# I cheated then she did to get even.



## oilfieldguy (Jul 3, 2011)

I started this all with cheating several times. I told her I would stop, but done it several times. After a while she just stayed because it was easier. Then she went out cheated to get even. I have grown up and i have stopped the cheating. She has stopped. We are trying to work it out. Here is the problem, I dont bring up what she has down. I know what I have done is worse. She throws it in my face pretty often and if I bring it up that she has done it then I am just trying turn the tables. it has been over a year since we have started over. our sex life is not good. she says all she can do is think of me with the other woman. Again if I bring up what she did i am being a jerk. Need help on what to do.


----------



## Syrum (Feb 22, 2011)

Go to counseling. She probably did do it to hurt you and can't get passed it.


----------



## oilfieldguy (Jul 3, 2011)

She said she did it to get even and she felt that we were over. She no longer loved me. We decieded to try again because she said she was still inlove with me. Dont know why, I pulled plenty of stupid stuff. We talk about going to counseling but never do.


----------



## Numb-badger (May 18, 2011)

Then go.
My wife and I have tried to work through it (D-day 7 weeks ago) but we keep stumbling over at the same places. We love each other and want to make it work so we are going to MC.
It's a must.


----------



## PBear (Nov 16, 2010)

Getting back together and not dealing with the problems is likely more painful than beating your head against a brick wall. And about as likely as making a good marriage. Are you expecting the "Relationship Fairy" to visit you one night and fix things magically?

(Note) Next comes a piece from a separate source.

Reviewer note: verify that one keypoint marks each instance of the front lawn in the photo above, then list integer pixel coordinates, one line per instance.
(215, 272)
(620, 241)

Not meaning to be overly harsh, but you need to take action to make things better. Otherwise you're probably better off separated. Of course, if you don't understand why you cheated the first time, you're not likely to be successful the next time around either. Posting in here is A first step. But actually following through with some counseling is more likely to benefit you both.

C
_Posted via Mobile Device_


----------



## oilfieldguy (Jul 3, 2011)

We went to counseling in the past. It is the part that help me realalize that I was done with cheating. I will not cheat again. I have found my demons and I am in control of that part. There is alot of the story that I did not write. Just going with the basic info. When we were going to counseling she had made up her mind she was done. She was just staying because it was easier than going out into the world alone and starting over. 1 year and 4 month ago she started dating a guy and ended our marriage. After she figured out he was using her she wanted to get back together. Thats when we tried again. We have not going back to the doc and get help. We were useing the books he had giving us.


----------



## PBear (Nov 16, 2010)

Well, you will only get advice and comments based on the information you provide. The psychic advisors are one channel over... 

But that doesn't answer the question about why you haven't gone back. Especially if it seemed to help the first time. And she apparently has some issues to still air out. Her staying because it's easier than starting over is not resolving anything. FWIW, I did something similar early in my marriage. We separated 5 years in (on my decision), I decided that I didn't want to start over, and we got back together. I realized 12 years later that was one of my biggest regrets I had, and now we're separated presumably for good. Staying because it was easier ended up being a horribly painful mistake for everyone.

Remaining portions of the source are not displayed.